Mr Gruder suggests that the key factor in the judge’s decision on influence is the fact that as at the 8th December 1998 certain of the syndicates were already bound. He submits it was on that basis that the judge found that, if Aon had disclosed the information known to Aon as at the 8th December 1998 which the judge held was “material”, Mr Woodgate would still have maintained the offer on the same terms to those Syndicates still not bound. Mr Gruder on the basis of that submission argued two points. First he argued that the information that Aon had before any Syndicates were bound i.e. that which they had on 1st December 1998 was material and should have been disclosed. He argued that Mr Woodgate uninhibited by any Syndicates having accepted his offer would have withdrawn the offer or altered its terms if informed by Aon of what they knew on 1st December 1998. Second, he argued that if he failed to establish the materiality of the information known as at 1st December 1998 and could only rely on the information known as at the 8th December 1998, the judge was wrong in concluding that any Syndicates had actually accepted the offer by that date.

20.

As is obvious, there was and is a need to analyse both the time at which Aon became aware of any information that might be said to be material to the risk that the reinsurers were offering to reinsure, and the dates on which those who participated in the Cover agreed to accept the offer of reinsurance by accepting participation in the Cover for 1999.

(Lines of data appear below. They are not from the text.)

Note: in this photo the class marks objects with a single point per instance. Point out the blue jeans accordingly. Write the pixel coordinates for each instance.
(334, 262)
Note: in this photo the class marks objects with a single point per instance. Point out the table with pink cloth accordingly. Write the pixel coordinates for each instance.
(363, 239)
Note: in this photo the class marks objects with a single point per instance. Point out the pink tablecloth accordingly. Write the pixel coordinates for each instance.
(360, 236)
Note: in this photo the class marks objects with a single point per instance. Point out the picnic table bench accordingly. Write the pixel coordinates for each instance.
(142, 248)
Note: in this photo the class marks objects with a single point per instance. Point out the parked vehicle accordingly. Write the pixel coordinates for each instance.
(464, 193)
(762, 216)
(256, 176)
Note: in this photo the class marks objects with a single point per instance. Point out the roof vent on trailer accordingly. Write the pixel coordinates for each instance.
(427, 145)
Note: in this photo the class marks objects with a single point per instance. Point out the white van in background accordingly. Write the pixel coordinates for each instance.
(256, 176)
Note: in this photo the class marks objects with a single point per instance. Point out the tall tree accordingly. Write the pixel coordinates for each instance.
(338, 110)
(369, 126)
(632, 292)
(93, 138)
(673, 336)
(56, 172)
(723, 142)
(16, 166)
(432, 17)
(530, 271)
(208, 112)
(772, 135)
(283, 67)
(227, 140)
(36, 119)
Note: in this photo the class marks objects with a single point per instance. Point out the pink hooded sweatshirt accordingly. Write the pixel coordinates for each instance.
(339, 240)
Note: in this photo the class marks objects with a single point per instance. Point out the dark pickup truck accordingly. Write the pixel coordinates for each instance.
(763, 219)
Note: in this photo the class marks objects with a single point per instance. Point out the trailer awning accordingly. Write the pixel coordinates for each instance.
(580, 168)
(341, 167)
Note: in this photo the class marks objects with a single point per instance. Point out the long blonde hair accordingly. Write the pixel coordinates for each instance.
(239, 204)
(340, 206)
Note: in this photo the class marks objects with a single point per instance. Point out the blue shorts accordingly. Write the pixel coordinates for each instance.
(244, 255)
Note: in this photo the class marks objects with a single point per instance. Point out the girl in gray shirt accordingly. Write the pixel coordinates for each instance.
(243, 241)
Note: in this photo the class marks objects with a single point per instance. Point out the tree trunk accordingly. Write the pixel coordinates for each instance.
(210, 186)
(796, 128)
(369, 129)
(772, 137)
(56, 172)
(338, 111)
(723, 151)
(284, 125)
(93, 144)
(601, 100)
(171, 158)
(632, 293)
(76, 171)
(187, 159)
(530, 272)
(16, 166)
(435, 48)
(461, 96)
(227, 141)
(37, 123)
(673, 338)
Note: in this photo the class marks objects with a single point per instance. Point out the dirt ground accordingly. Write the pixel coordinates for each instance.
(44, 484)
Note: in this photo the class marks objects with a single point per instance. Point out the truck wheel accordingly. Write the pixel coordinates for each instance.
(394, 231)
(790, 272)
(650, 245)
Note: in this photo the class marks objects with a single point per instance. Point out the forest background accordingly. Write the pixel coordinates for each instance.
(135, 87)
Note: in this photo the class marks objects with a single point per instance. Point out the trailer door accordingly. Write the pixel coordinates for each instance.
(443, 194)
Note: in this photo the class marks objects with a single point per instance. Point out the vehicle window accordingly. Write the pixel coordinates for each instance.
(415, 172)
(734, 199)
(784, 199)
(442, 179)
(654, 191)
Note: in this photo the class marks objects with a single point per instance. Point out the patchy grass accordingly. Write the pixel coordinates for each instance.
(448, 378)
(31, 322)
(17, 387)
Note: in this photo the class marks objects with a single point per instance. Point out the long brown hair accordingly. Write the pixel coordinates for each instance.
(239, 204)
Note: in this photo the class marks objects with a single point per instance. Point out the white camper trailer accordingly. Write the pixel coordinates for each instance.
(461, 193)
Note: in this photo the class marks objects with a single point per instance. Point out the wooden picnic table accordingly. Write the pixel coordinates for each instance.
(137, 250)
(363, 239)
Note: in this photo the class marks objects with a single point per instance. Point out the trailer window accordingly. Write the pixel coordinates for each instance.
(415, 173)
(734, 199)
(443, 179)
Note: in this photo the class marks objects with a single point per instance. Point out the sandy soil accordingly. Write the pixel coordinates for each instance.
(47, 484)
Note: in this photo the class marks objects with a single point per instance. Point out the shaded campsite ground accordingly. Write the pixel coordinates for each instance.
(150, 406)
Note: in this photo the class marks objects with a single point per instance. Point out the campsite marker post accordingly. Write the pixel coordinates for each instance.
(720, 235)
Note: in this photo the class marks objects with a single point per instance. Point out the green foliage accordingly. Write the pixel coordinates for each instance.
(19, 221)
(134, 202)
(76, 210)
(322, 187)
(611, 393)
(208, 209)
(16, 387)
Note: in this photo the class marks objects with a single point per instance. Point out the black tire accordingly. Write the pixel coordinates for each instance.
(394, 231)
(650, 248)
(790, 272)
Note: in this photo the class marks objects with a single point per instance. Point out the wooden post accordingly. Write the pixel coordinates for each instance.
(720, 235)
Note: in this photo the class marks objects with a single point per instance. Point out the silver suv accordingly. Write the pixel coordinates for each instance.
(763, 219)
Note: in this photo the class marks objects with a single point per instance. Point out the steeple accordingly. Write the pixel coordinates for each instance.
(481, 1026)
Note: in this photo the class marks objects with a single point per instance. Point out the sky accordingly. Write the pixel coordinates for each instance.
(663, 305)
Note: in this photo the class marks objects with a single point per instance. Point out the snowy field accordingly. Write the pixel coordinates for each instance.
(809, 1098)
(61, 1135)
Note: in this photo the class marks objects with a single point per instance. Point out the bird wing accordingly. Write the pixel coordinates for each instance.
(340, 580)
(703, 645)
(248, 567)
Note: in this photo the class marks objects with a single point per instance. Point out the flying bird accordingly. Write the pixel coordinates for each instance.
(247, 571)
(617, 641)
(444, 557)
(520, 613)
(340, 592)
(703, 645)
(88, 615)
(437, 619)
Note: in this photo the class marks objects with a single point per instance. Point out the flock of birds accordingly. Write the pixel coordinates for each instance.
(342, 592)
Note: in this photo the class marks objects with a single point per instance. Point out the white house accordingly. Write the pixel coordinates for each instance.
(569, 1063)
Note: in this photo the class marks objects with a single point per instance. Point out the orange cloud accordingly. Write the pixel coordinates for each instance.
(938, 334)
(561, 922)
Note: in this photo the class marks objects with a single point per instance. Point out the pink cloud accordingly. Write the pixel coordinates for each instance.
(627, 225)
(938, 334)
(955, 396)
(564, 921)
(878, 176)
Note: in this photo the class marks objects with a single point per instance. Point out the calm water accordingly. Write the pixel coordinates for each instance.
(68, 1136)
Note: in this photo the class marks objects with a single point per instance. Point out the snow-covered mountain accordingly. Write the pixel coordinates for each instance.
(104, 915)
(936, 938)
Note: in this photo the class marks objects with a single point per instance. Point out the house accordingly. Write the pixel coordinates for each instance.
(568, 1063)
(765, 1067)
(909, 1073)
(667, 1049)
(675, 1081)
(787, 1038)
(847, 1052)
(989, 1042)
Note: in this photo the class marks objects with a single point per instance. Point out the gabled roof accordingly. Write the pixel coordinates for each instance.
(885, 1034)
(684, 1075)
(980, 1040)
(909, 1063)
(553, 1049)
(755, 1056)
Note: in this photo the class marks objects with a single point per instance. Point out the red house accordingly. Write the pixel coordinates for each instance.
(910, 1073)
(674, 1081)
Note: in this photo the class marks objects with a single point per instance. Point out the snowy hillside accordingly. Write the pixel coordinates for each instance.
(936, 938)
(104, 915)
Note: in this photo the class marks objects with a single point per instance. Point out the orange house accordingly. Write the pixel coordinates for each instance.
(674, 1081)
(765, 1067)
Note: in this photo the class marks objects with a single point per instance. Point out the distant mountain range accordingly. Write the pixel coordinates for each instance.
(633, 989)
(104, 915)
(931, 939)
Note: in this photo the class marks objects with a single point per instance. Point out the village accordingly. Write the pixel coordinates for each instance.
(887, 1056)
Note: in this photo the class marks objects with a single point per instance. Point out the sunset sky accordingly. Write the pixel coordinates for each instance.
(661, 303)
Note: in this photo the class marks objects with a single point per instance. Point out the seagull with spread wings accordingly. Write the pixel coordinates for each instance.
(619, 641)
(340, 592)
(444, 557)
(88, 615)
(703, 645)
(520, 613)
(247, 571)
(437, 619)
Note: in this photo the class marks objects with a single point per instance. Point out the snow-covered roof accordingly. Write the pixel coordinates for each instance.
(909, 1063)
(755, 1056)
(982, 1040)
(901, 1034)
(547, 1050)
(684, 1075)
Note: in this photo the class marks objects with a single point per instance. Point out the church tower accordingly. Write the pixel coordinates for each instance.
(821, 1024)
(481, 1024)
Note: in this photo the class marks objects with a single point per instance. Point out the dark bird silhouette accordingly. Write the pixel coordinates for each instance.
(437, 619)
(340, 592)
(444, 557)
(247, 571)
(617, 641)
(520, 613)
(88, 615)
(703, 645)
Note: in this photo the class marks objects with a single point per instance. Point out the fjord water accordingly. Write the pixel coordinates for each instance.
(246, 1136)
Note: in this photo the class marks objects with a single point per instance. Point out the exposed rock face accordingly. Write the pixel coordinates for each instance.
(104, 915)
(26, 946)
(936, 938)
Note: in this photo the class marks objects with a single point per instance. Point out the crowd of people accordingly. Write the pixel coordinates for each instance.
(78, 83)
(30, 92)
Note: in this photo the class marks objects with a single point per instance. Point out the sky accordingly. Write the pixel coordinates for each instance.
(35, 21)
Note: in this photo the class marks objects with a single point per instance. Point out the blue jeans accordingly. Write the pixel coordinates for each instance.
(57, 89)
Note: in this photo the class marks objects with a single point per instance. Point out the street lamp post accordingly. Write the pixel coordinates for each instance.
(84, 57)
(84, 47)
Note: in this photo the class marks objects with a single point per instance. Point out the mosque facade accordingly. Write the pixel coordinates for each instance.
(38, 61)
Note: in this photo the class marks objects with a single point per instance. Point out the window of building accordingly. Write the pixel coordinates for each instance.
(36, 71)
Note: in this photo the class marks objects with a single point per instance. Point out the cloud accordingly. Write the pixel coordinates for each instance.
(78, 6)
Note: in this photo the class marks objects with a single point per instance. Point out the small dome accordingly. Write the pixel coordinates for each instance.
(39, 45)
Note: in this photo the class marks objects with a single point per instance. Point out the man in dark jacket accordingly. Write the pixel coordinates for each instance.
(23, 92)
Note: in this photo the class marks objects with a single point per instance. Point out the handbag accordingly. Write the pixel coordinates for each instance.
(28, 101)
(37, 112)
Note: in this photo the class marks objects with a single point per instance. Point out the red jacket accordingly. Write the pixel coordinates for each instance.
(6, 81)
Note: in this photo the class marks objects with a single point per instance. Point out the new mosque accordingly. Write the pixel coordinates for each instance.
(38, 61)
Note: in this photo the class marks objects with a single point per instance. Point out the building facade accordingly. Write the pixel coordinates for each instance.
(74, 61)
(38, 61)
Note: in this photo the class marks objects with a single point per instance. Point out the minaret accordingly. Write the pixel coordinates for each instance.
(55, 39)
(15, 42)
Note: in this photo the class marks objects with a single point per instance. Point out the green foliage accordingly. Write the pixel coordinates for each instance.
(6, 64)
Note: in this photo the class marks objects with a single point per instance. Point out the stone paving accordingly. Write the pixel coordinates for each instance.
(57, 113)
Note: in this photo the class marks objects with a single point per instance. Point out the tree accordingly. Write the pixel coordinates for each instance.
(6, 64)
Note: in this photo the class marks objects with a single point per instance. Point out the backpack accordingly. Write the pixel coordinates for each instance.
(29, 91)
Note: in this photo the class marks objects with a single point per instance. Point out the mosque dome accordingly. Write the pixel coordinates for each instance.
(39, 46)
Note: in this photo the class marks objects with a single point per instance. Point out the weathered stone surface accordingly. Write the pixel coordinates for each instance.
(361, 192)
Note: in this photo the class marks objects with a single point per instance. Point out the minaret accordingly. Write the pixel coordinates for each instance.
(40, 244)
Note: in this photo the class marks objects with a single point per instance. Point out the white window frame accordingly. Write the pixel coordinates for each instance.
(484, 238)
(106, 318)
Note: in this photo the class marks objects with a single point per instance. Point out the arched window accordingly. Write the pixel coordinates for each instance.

Placing of the reinsurance

21.

This is accurately set out in Aon’s skeleton. In large measure we adopt the same but emphasise the loss history on which Mr Woodgate relied. In October 1998, Aon approached Mr Woodgate, an underwriter employed by HIH Casualty & General Insurance Limited, to see if they could obtain an offer of reinsurance of the Cover. The person primarily responsible for the broke was Mr Amies of Aon. A series of meetings and discussions took place, which culminated in agreement by Mr Woodgate to write a reinsurance of the Cover. The reinsurance discussed was to cover the Cover Underwriters for the 1999 year in respect of risks attaching during the period 1st December 1998 to 31st December 1999.

22.

It was originally intended that HIH/1688 would write a 100% reinsurance of the Cover; however, it was then appreciated that 1688 could not reinsure Syndicate 535, as both syndicates shared the same managing agents (Cotesworth). Since 535 had a 50% line on the Cover, 1688’s line on the reinsurance was therefore restricted to 50%. The terms of the reinsurance were set out in a slip, and were finalised on 23rd November 1998 when Mr Woodgate wrote a 50% line and scratched the slip. In making that offer Mr Woodgate had been interested in performing an “as if” calculation i.e. a calculation by reference to the history of the Cover as to what profit the reinsurers would have made if the Cover had existed in the relevant years. For that purpose Mr Amies produced a history for the years 1995 through to as much as remained of 1998.

23.

When Aon approached the Cover Underwriters at the beginning of December 1998 to invite them to renew their participations on the Cover for the 1999 year, Aon was armed with Mr Woodgate’s offer of reinsurance. The dates on which the various Underwriters agreed to participate on the Cover for 1999 and purchase the reinsurance were as follows:

(i)

On 3rd December 1998, Mr Seymour of 535 scratched an endorsement to the Cover renewing 535’s 50% leading line on the Cover for 1999. As mentioned, the reinsurance offered by 1688 was not available to 535, but 535 were happy to renew their participation with or without reinsurance. In the event, Tryg agreed on 7th December 1998 to reinsure 535’s line on the Cover, and Euclidian subsequently agreed to ‘front’ for Tryg (who were not acceptable security for 535).

(ii)

Also on 3rd December 1998, Syndicate 62 agreed to renew their 25% line on the Cover for 1999, and at the same time accepted the reinsurance offered by 1688 (by communicating their acceptance to Aon).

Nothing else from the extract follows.